Focus on root causes, not symptoms. Late deliveries, for example, might signal issues in scheduling or fulfillment processes - not just shipping.
- Process duration analysis: Use Tallyfy Analytics to spot which steps take longer than planned.
- Bottleneck identification: Find steps where work regularly gets stuck or delayed.
- Completion rate tracking: Monitor processes with low completion or high drop-off rates.
- Assignment analysis: Identify overloaded team members who might be causing delays.
- State the problem: Define the issue the process change is meant to fix.
- Explain the impact: Show how the current process affects customers, team members, or results.
- Share the vision: Describe what the improved process will look like.
- Connect to values: Link the change to company values or strategic goals.
Tallyfy’s template system makes rolling out improvements simple:
- Instant updates: Changes to templates apply immediately - no complex versioning needed.
- Automatic rollout: The next process launched automatically uses the newest template version.
- No update windows: Make small changes anytime without scheduling downtime.
- No version sprawl: You won’t need to manage multiple versions of the same process.
- Start small: Focus on minor improvements instead of huge overhauls.
- Compound benefits: Small improvements build on each other, creating big results over time.
- Reduce resistance: Smaller changes usually face less pushback.
- Learn continuously: Treat each small change as a learning opportunity for future improvements.
- Process improvement: Making human tasks better by removing wasted effort, clarifying steps, or simplifying.
- Process automation: Taking people out of the loop entirely using tools like Robotic Process Automation (RPA) or API integrations.
- Hybrid approaches: Automating routine parts while improving the steps still done by people.
For any process step, ask these three questions in order:
- Can we eliminate this step entirely?
- If not, can we automate it?
- If people must do it, how do we make it faster and less error-prone?
- Customer journey mapping: See how process changes affect the overall customer experience.
- Outcome metrics: Track customer-focused numbers like satisfaction, retention, or referrals.
- Value stream analysis: Check whether changes affect activities that create real customer value.
- Customer feedback loops: Ask customers directly about the impact of process changes.
- Lean: Remove wasted effort and maximize value delivery.
- Six Sigma: Reduce variation and errors using data analysis.
- Kaizen: Make small, ongoing improvements continuously.
- PDCA (Plan-Do-Check-Act): Test changes in small batches before full rollout.
Most organizations mix elements from different methods - and that’s fine.
- Update Tallyfy templates: Make sure templates reflect the improved processes.
- Record lessons learned: Write down what worked, what didn’t, and why.
- Share success stories: Tell others in your company about improvements and their results.

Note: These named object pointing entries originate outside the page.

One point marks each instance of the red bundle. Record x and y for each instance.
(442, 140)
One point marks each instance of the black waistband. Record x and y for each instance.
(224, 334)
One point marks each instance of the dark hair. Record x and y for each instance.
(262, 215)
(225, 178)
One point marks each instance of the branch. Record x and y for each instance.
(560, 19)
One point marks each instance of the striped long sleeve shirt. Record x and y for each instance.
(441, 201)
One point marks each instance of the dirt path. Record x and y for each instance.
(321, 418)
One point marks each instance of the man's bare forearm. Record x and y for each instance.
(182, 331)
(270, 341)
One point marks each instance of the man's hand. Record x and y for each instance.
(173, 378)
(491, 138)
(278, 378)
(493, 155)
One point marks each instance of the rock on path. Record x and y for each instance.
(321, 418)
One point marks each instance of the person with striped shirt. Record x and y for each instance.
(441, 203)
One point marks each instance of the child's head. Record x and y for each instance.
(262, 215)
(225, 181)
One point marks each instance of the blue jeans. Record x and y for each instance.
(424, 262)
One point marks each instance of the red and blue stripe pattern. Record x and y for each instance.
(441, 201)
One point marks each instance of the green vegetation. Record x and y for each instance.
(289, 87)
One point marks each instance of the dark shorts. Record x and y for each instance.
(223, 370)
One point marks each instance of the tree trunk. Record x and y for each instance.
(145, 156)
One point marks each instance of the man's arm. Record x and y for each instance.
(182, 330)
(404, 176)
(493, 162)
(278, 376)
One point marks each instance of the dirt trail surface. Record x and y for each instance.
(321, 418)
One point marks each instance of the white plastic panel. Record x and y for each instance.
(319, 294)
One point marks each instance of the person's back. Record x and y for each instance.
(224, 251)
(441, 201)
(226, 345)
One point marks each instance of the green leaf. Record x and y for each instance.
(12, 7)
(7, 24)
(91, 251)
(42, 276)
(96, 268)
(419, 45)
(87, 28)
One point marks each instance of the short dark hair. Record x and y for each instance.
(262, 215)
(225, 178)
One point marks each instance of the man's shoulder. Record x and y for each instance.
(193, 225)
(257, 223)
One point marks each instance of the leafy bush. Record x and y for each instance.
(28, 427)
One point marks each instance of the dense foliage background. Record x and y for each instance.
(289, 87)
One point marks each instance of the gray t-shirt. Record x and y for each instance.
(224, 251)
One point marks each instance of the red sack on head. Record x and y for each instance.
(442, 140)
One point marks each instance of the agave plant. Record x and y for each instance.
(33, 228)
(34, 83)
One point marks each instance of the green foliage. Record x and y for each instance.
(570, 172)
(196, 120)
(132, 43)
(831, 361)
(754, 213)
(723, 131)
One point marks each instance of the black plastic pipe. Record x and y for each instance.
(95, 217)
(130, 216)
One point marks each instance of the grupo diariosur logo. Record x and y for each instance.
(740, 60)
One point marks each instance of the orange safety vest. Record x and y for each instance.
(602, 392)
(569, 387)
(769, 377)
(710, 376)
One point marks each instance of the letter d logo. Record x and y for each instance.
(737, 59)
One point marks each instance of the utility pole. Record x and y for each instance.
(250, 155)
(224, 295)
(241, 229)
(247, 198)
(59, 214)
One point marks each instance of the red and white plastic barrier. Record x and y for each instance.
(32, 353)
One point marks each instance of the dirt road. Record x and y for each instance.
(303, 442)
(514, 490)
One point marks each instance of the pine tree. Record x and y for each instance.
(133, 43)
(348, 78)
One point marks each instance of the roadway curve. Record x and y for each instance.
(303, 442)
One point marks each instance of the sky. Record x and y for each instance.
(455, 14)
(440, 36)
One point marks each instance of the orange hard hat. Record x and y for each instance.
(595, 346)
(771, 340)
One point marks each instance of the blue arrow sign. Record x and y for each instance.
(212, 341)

- Create reusable patterns: Identify successful approaches that could work for other processes.
- Standardize the core: Keep the main parts of a process standard for quality and compliance.
- Allow contextual variation: Give teams flexibility to adapt to unique situations.
- Define decision boundaries: Clarify where judgment is okay and where standards must be followed.
- Review exceptions: Monitor when standard processes get bypassed - that’s often where improvement opportunities hide.
- Process mining: Use tools to discover how processes actually run based on system data.
- Cross-functional input: Get perspectives from different roles when designing improvements.
- Pilot testing: Test big changes on a small scale before full rollout.
- Regular review cycles: Schedule process reviews instead of waiting for problems to surface.
- Training: Make sure teams understand and can perform improved processes.
- Recognition: Acknowledge team members who suggest good improvements.